Nearly $14 million needed to aid flood victims in Dominican Republic – UN
The United Nations and the Government of the Dominican Republic today appealed for almost $14 million to aid those affected by Tropical Storm Noel and the ensuing floods which affected 80 per cent of the Central American nation’s territory.
A state of emergency was declared on 31 October, two days after Noel hit the Dominican Republic, causing major flooding, landslides and the destruction of infrastructure.
The UN Office for the Coordination of Humanitarian Affairs (OCHA) reports that 85 people are confirmed dead and at least 48 are still missing. As many as 28 out of the 32 provinces, including the capital region, have been affected.
Of the more than 66,600 people who were displaced, over 23,000 are in official temporary shelters, while the remainder are staying with relatives or friends. Almost 16,700 homes have been partially destroyed and 46 bridges and highways have been affected.
“I hope donors will respond with generous humanitarian aid to help the survivors of this devastating storm, which has affected such a broad swathe of the country and its population,” said UN Emergency Relief Coordinator John Holmes.
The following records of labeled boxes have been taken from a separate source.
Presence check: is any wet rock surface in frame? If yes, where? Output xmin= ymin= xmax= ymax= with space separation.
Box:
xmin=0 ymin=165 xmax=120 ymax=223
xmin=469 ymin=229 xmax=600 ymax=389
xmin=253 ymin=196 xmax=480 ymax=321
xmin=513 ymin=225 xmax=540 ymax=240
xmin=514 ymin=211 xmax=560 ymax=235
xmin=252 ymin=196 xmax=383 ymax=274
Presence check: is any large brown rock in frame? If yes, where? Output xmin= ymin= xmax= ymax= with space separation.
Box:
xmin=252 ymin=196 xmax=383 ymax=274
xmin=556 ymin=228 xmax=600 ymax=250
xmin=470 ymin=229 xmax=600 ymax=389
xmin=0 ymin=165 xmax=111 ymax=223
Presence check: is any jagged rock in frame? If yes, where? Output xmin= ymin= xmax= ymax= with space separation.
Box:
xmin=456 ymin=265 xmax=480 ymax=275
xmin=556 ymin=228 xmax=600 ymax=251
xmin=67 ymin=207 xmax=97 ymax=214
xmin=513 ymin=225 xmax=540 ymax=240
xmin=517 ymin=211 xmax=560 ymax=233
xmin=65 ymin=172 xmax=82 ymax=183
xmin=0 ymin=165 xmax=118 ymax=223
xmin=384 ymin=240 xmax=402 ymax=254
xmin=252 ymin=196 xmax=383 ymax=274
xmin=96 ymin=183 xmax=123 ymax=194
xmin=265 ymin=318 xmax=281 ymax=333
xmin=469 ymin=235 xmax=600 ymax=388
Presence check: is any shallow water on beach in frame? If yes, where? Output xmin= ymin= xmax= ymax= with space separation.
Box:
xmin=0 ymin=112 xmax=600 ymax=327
“As the longer-term economic impact is also bound to be grave, their assistance will prove crucial in the recovery effort that follows,” he added.
Priority needs include water and basic sanitation, especially hygiene, as well as food aid and assistance in restoring livelihoods. In addition, assistance in other areas, including housing and shelter, health, agriculture, protection, and education, is also needed.
A portion of the requested amount will be met by a grant from the UN’s own Central Emergency Response Fund (CERF), which was set up to close the resource gap that can hamper emergency relief efforts in their early stages.
Meanwhile, OCHA is sending a Disaster Assessment and Coordination team to the Mexican state of Tabasco, roughly 80 per cent of which was under water in recent days.
Authorities there said that 350,000 people are trapped in their homes and estimate that flooding has affected half the state’s 2.1 million residents and inundated about 700,000 homes. Electricity is out for 90 per cent of the residents of the capital, Villahermosa.
In addition, crops have been destroyed, livestock have been killed and most of the state’s businesses have been affected. Rains have also caused landslides that damaged the road network.
The flooding in Mexico is the worst in more than 50 years, according to the UN Children’s Fund (UNICEF), which estimates that some one third of those affected are children.
The agency has appealed for $3.26 million to respond to the immediate needs of children, adolescents and women affected by flooding in Mexico, as well as in Central America and the Caribbean.